Passei 17 dias (registrados um a um a lápis na parede, à maneira de presidiário de filme) naquela cela 3, cujo vizinho de frente era um jovem sociólogo bolivariano, ou melhor, de nome Bolivar (hoje Bolívar) Lamounier, que na manhã deste meu particular cinquentenário há de estar, nesta mesma cidade de São Paulo, jubiloso com a esmigalhadora vitória eleitoral, horas atrás, de alguém cujo receituário ideológico à época talvez lhe parecesse algo a combater renhidamente.

Quanto a mim, se nessas cinco décadas não me provi de longo bico, agora mais que nunca em moda, por outro lado já não me arrepio todo ao recitar o flamejante verso com que o poeta Affonso Romano de Sant’Anna, na juventude, propôs para o Brasil nada menos que o similar de uma revolução soviética: “Outubro ou nada!”.

Como tantos da minha geração, passei nas ruas boa parte do ano de 1968, certo de que a gente ia virar o jogo.
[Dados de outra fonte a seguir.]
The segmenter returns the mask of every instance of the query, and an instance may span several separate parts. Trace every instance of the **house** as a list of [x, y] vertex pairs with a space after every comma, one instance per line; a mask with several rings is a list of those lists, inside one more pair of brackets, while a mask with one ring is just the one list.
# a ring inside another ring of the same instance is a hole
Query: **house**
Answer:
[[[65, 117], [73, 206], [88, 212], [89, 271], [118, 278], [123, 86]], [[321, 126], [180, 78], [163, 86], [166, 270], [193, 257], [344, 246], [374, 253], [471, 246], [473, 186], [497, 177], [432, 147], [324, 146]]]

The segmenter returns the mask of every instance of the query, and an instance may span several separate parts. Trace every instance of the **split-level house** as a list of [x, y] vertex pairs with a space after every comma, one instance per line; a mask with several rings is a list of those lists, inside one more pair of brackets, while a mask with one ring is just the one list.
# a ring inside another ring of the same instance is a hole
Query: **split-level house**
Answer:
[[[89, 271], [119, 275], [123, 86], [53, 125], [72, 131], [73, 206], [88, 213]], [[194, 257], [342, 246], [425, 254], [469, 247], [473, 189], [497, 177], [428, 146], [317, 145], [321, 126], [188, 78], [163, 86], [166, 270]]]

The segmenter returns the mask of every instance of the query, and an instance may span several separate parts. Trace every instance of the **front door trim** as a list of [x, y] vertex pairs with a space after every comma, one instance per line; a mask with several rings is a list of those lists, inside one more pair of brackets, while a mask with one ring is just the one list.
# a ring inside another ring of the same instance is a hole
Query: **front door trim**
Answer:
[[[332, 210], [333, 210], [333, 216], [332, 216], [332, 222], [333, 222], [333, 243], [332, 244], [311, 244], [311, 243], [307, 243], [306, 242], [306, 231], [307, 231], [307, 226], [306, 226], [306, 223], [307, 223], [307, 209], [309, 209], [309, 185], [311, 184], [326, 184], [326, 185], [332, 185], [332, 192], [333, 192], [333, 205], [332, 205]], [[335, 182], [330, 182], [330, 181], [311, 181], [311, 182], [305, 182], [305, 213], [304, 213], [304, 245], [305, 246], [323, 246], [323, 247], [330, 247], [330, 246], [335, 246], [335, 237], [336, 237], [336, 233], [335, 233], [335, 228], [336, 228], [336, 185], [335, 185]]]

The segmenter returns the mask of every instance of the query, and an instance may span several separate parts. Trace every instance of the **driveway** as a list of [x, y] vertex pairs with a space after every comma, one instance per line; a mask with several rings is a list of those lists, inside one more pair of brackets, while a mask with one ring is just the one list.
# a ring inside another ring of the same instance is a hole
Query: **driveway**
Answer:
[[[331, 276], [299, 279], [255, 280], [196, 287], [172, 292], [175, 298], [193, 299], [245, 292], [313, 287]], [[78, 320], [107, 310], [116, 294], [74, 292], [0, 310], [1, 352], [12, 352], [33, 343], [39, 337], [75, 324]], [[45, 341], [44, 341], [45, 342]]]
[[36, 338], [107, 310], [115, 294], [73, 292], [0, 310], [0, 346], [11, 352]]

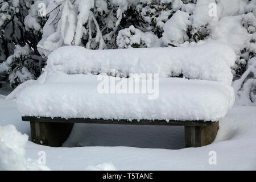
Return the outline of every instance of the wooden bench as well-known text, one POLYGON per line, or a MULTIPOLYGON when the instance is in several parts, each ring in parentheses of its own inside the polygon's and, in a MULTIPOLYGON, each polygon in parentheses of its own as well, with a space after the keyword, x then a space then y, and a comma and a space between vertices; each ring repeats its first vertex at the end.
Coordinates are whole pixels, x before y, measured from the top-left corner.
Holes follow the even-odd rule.
POLYGON ((73 123, 83 123, 184 126, 185 147, 203 146, 214 140, 218 120, 234 100, 230 66, 236 56, 226 46, 213 43, 192 48, 110 51, 63 47, 48 56, 37 81, 24 83, 27 85, 9 97, 17 98, 22 120, 30 122, 32 141, 38 144, 60 147, 73 123), (205 51, 207 54, 203 55, 205 51), (123 78, 130 73, 159 73, 162 95, 149 102, 142 95, 96 94, 98 84, 93 75, 119 77, 112 75, 112 69, 123 78), (181 76, 186 79, 172 78, 181 76), (124 119, 110 119, 118 118, 124 119))
POLYGON ((82 118, 23 117, 23 121, 30 122, 31 140, 36 143, 60 147, 68 137, 74 123, 139 125, 158 126, 184 126, 186 147, 197 147, 210 144, 218 129, 218 121, 180 121, 141 120, 104 120, 82 118))

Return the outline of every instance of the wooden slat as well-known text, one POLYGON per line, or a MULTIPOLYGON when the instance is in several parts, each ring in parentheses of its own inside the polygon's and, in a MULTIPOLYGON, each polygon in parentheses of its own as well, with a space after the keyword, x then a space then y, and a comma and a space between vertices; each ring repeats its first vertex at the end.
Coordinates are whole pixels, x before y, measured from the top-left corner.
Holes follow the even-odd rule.
POLYGON ((127 119, 89 119, 89 118, 61 118, 59 117, 22 117, 22 121, 30 122, 59 122, 59 123, 97 123, 97 124, 119 124, 119 125, 167 125, 167 126, 207 126, 213 123, 210 121, 170 121, 168 122, 165 120, 132 120, 127 119))

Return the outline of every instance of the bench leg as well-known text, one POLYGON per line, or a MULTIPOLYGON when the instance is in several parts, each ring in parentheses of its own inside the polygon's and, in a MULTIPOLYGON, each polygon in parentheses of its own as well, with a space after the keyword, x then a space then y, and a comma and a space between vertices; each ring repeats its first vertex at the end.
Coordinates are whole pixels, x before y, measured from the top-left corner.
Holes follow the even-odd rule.
POLYGON ((61 147, 68 138, 74 123, 30 122, 31 140, 51 147, 61 147))
POLYGON ((207 126, 185 126, 186 147, 198 147, 212 143, 218 130, 218 121, 207 126))

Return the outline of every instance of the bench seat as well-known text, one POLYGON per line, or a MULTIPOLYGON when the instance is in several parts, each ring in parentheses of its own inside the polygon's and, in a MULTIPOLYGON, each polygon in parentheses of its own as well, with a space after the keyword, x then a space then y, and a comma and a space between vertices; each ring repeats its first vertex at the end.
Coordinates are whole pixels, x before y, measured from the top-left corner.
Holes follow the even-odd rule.
POLYGON ((216 121, 234 100, 232 86, 216 81, 161 78, 158 97, 148 100, 148 94, 99 93, 101 81, 96 75, 56 73, 48 76, 52 78, 27 86, 18 96, 23 116, 216 121))

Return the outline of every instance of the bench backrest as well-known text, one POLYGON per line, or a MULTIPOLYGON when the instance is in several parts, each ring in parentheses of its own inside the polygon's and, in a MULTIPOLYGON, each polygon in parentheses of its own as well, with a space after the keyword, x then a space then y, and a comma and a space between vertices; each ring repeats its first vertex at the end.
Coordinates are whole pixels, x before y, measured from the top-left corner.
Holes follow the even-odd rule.
POLYGON ((184 48, 148 48, 91 50, 65 46, 48 56, 45 70, 67 74, 109 75, 159 73, 160 77, 184 76, 190 79, 231 84, 230 67, 236 55, 228 46, 217 42, 184 48))

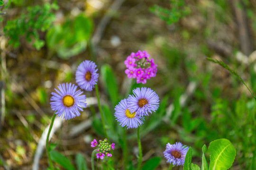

Pena que, engalfinhados com nossos generais, tenhamos dado tão pouca atenção a revoluções mais consequentes que pipocavam pelo mundo, nas artes, no comportamento, na política e na própria maneira de fazer política, e que de modo algum excluiriam a nossa.

Engessado numa empertigada sisudez de militante revolucionário, para mim teria sido saudável o provocativo bom humor do chileno Nicanor Parra, que só mais tarde vim a conhecer e admirar: “¡La izquierda y la derecha, unidas, jamás seran vencidas!”, concitava o poeta, disposto, salomonicamente, a incomodar um lado e outro. Como não é para levar ao pé da letra, dispenso a destra, mas não a irreverência do grande Nicanor, antídoto infalível, entre outros benefícios, em caso de ressaca cívica.